Con un llamado a promover la unidad, la paz y el fortalecimiento del núcleo familiar, este domingo 28 de junio se llevó a cabo la Gran Caminata por la Paz y la Familia, una actividad que reunió a organizaciones religiosas, instituciones públicas y representantes de la sociedad civil para clausurar el Mes de la Familia en Panamá. La iniciativa fue organizada por la Pastoral Familiar de la Arquidiócesis de Panamá, con la participación de la Alianza Panameña por la Vida y la Familia, la Alianza Evangélica de Panamá, movimientos familiares y diversas entidades.

El recorrido empezó en el parque Porras, continuó por Calidonia y concluyó con una concentración en el parque de Santa Ana. Sobre esta actividad, el arzobispo de Panamá, José Domingo Ulloa, aseveró que la caminata representa “un signo de esperanza” para el país y subrayó que el propósito de la convocatoria fue resaltar el valor de la familia como espacio de formación y convivencia. “No caminamos contra nadie.

No marchamos para señalar a nadie. Marchamos porque creemos que la familia sigue siendo el primer santuario donde aprendemos a amar, a perdonar, a compartir y a descubrir que somos hijos de Dios”, expresó.
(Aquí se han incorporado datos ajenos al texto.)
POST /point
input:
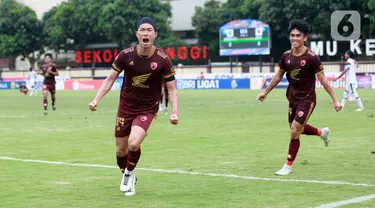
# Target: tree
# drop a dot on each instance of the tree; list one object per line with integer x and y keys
{"x": 77, "y": 20}
{"x": 20, "y": 30}
{"x": 105, "y": 21}
{"x": 317, "y": 13}
{"x": 119, "y": 19}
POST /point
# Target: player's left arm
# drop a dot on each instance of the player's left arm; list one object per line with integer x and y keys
{"x": 342, "y": 73}
{"x": 323, "y": 80}
{"x": 319, "y": 71}
{"x": 172, "y": 93}
{"x": 55, "y": 73}
{"x": 170, "y": 82}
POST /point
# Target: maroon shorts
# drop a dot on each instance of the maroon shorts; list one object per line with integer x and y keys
{"x": 124, "y": 122}
{"x": 301, "y": 111}
{"x": 50, "y": 87}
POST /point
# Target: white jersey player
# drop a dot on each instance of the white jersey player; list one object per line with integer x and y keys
{"x": 32, "y": 81}
{"x": 351, "y": 80}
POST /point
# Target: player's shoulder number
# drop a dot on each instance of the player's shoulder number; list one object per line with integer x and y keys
{"x": 161, "y": 54}
{"x": 128, "y": 50}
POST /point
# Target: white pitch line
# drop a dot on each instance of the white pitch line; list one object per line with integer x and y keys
{"x": 346, "y": 202}
{"x": 192, "y": 173}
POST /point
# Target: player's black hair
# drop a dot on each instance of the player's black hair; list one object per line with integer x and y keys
{"x": 350, "y": 53}
{"x": 146, "y": 20}
{"x": 49, "y": 55}
{"x": 300, "y": 25}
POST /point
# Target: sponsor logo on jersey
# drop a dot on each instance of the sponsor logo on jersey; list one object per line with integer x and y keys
{"x": 139, "y": 80}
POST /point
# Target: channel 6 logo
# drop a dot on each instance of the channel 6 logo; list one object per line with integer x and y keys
{"x": 345, "y": 25}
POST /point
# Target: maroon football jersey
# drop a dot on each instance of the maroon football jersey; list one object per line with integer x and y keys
{"x": 141, "y": 86}
{"x": 300, "y": 72}
{"x": 49, "y": 78}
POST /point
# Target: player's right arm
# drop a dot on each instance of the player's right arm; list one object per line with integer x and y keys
{"x": 275, "y": 79}
{"x": 117, "y": 67}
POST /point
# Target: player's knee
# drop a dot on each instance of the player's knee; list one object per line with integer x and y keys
{"x": 133, "y": 145}
{"x": 294, "y": 132}
{"x": 121, "y": 151}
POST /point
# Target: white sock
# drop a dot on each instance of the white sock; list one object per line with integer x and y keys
{"x": 128, "y": 172}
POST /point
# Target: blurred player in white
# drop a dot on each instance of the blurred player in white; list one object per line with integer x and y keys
{"x": 351, "y": 80}
{"x": 32, "y": 81}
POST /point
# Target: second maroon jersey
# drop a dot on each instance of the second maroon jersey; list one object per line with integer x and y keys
{"x": 141, "y": 87}
{"x": 49, "y": 78}
{"x": 300, "y": 72}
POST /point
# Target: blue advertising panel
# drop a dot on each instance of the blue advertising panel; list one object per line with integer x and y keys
{"x": 11, "y": 85}
{"x": 245, "y": 37}
{"x": 213, "y": 84}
El arzobispo expresó que fortalecer a las familias tiene un impacto directo en el desarrollo del país. “Cuando una familia se fortalece, también se fortalece una escuela, un barrio, una comunidad y una nación”, aseveró. En Panamá, el mes de junio ha sido declarado oficialmente como el Mes de la Familia.

Esta conmemoración tiene como propósito resaltar la importancia de la institución familiar y promover valores que fortalezcan los lazos entre sus miembros.